Today was a busy, interesting day. It started off with me going to the house of a childhood friend to get the ball rolling on this gluten free stuff. I left her house with some emergency food, a cookbook, and a handwritten wealth of information from restaurants to what to do if I get "glutened".
I was so grateful to her, and it felt so good to feel like I was finally talking with someone who understood many of my symptoms and also my fears. We even share the same phenomenon of how being pregnant makes our health improve dramatically. This friend has severe Celiac disease, but could eat gluten just fine when she was pregnant, up until right before she weaned her baby (insert "Twilight Zone" music here).
After leaving, I decided to check out a nearby gluten free bakery, because if I am going to survive this I have got to be able to have something yummy to eat while everyone around me is feasting on yummy Easter goodies and even everyday treats. How was the food?
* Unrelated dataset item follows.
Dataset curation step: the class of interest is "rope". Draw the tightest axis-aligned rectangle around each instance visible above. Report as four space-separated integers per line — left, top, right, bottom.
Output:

I can't be too sure at this point, because I haven't tried anything else gluten free. I didn't like my sandwich (but Wes ate it, so maybe I was overly picky), and I liked my broccoli soup - liked, not loved. But I LOVED my chocolate cupcake! And nothing about it tasted the least bit weird at all....this says a lot because I am seriously PARANOID of gluten free food tasting weird. That cupcake gave me an even bigger glimmer of hope to add to the one I had received this morning.
On our way to visit Wes' cute Oma (one of my favorite people....more on that later), who lived in the area, I received an email on my phone from a recent acquaintance who wrote this cookbook. She had just gotten home from an appointment with a practitioner who does something called, "Neuromodulation". She was really excited because the practitioner told her he'd just wrapped up treatment with someone with thyroid autoimmunity that bounces back and forth between hypo and hyperthyroid, and he'd been able to completely reverse it.
How hopeful is that?
Throughout all my research, I have never, ever been told this could be reversed. I have been told that once it gets under control, it is easier to keep it that way, or even make it almost undetectable, but that it would always be a part of my life. Boy oh boy was it ever refreshing and uplifting to hear that there was even a chance at this going away at some point. Wes has been telling me all along that I need to have more faith, that this won't be a permanent part of my life, but I have been thinking he is in denial and soon would come to accept the fact that it simply wasn't true.
But maybe he is right.
Either way, right now, that's what I feel like telling myself.
Some days, I just feel like I am in someone else's body. How can I be so sick when I work so hard at being heathy? Will this be the new "me" for the rest of my life? Regular doctor's appointments, the inability to function normally, in a constant state of pregnant-like fatigue, and insomnia and anxiety? If so, how in the world do I begin to cope and adapt to this? Where do I start, really?
Some days I feel like maybe things will get better. I feel happy again. I can almost function normally. I get busy and do things. Those days feel so good to me now, except when nighttime comes and I pay for it royally. Those days I am somewhat feeling "normal" during the day, I must overdo it or something, because those nights are the worst. When our piano came, I bustled around the house, doing laundry and rearranging furniture and playing with the boys. That night, I was gasping and having severe heart palpitations until about 4:30 in the morning when I finally fell asleep.
So right now, I want to believe that this vicious cycle is not what my Heavenly Father wants for me. I have some good reasons for believing so, but I truly do not believe that the Lord would want me to be sick and low-functional for the rest of my life. I believe that I wasn't living in a way He wanted me to when this all started, and that this has been a nudge (or even a shove) back to the more mellow, more peaceful, more meaningful life He wants me to lead.
Between the new way of eating (for now), this "Neuromodulation" thing, the NAET therapy I've been debating trying, and my appointment tomorrow with a new (and hopefully final) doctor, I feel like I have more options to sort through again. Maybe it's a little setback in the sense that I was really hoping for tomorrow to be my last stop before coming to a decision. And I really think I will know a lot more after tomorrow. But I also don't think I would have considered these new options, or even some that I am currently in the process of moving forward on, if I didn't have to go through so much already.